Oregon Gov. Kate Brown, a Democrat, ordered restaurants and bars to stop all on-site dining and limit sales to takeout and delivery. Brown said she plans to ban gatherings of more than 25 people for at least a month, while urging Oregonians to avoid being around more than 10 people at a time.
Republican Gov. Chris Sununu is banning public gatherings of groups larger than 50 people through the state and forcing restaurants to go take-out, delivery or drive-thru only starting tomorrow.
Democratic Colorado Gov. Jared Polis ordered bars and restaurants to cease dine-in service and for large gathering spaces such as theaters, casinos and gyms to close statewide for the next 30 days.
Democratic Kentucky Gov. Andy Beshear announced a series of restrictions, including ordering the closure of child care centers, mandating the end of in-person dining at restaurants and bars, closing all government offices to in-person services and pushing the state’s primary election back to June 23.
Republicans and Democrats canceled or postponed their March 24 caucuses in Utah. They announced that delegates elected two years ago will simply continue to serve. They are deciding how to replace a few who moved or do not want to stay on. They also canceled in-person state and county conventions in April.
Candidates and political parties aren’t pushing to postpone Wisconsin’s presidential primary next month, instead urging voters to cast absentee ballots rather than line up at the polls.
Pennsylvania officials are still considering moving the date of the April 28 presidential primary election, Democratic Gov. Tom Wolf said.
Several South Carolina local elections have been postponed after an order from Gov. Henry McMaster, a Republican. In all, 32 local elections were postponed, to be rescheduled for some time after May 1.

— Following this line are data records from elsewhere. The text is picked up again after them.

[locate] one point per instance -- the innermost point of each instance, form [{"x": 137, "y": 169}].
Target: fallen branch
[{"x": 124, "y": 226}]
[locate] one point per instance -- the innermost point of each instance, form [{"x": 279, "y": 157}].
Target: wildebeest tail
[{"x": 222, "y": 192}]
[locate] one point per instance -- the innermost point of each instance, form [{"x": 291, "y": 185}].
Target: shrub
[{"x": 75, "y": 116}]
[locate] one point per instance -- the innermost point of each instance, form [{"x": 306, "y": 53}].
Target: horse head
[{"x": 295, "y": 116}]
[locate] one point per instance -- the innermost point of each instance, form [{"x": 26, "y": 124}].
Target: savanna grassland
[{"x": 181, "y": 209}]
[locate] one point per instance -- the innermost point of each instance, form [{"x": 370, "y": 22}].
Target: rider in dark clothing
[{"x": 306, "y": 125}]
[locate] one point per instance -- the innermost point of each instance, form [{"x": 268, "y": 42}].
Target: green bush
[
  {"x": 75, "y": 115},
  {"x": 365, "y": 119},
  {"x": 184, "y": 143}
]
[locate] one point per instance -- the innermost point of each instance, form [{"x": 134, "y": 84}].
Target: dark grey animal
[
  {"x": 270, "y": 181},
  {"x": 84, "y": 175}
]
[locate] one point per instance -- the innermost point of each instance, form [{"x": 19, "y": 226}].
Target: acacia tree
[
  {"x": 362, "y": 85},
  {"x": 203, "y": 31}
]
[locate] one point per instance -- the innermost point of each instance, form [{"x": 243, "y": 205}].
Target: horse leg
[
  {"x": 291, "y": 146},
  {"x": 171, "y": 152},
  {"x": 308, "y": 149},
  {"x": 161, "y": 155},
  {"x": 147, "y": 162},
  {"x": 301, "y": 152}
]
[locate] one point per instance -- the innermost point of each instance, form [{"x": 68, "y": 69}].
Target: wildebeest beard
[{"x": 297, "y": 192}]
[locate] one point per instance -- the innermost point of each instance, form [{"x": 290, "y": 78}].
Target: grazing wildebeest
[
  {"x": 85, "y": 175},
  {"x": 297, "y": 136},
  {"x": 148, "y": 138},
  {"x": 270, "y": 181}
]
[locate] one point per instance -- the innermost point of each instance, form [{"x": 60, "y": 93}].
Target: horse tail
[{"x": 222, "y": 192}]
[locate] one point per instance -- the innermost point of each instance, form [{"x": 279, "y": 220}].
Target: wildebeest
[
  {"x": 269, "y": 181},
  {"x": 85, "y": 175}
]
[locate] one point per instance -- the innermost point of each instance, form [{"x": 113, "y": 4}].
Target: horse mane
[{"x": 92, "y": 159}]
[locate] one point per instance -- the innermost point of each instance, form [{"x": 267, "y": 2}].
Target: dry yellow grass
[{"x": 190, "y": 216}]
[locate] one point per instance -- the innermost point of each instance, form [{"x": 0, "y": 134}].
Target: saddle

Officials in Maryland have not confirmed whether a postponement of the state’s April 28 primary is on the table, but there have been talks about a mail-only election. The directors of local election boards across Maryland last week urged state election officials to move to mail-only voting.
The Illinois Department of Natural Resources announced that it would immediately close all state parks, fish and wildlife areas, recreational areas and historic sites.
The Mississippi Gaming Commission has ordered all casinos in the state to close.
Republican Gov. Mike DeWine closed more gathering places across Ohio.
School leaders and health experts say a long-term shutdown of Maryland schools — perhaps through the end of the school year — seems increasingly likely.
Republican North Dakota Gov. Doug Burgum issued an executive order closing public and private K-12 schools for one week.
Democratic Montana Gov. Steve Bullock ordered public K-12 schools statewide to close for two weeks, encouraged limits on gatherings of more than 50 people and limitated visiting at nursing homes.
The Oklahoma State Board of Education has voted to close all Oklahoma public schools, as well as all school-related extracurricular activities, until April 6.
Hawaii leaders announced that the legislative session is going into a recess for an expected eight weeks.
The New Jersey Assembly passed a wide-ranging package of bipartisan bills to assist the people, schools, businesses and local governments grappling with the medical and financial impacts of the public health crisis.
Georgia lawmakers voted to grant Gov. Brian Kemp, a Republican, broad new powers, ratifying his declaration of a public health emergency. The vote gives his administration the ability to suspend state laws, take “direct” control of civil staffers, restrict travel and limit public gatherings through mid-April.
The Nebraska legislature went on recess because of the coronavirus, and no date was set to reconvene. Speaker Jim Scheer made the call.
Maryland’s Senate passed emergency legislation to extend temporary unemployment benefits.
Vermont is tapping “strategic” stockpiles to keep responders, others, outfitted with protective equipment, as usual vendors run short.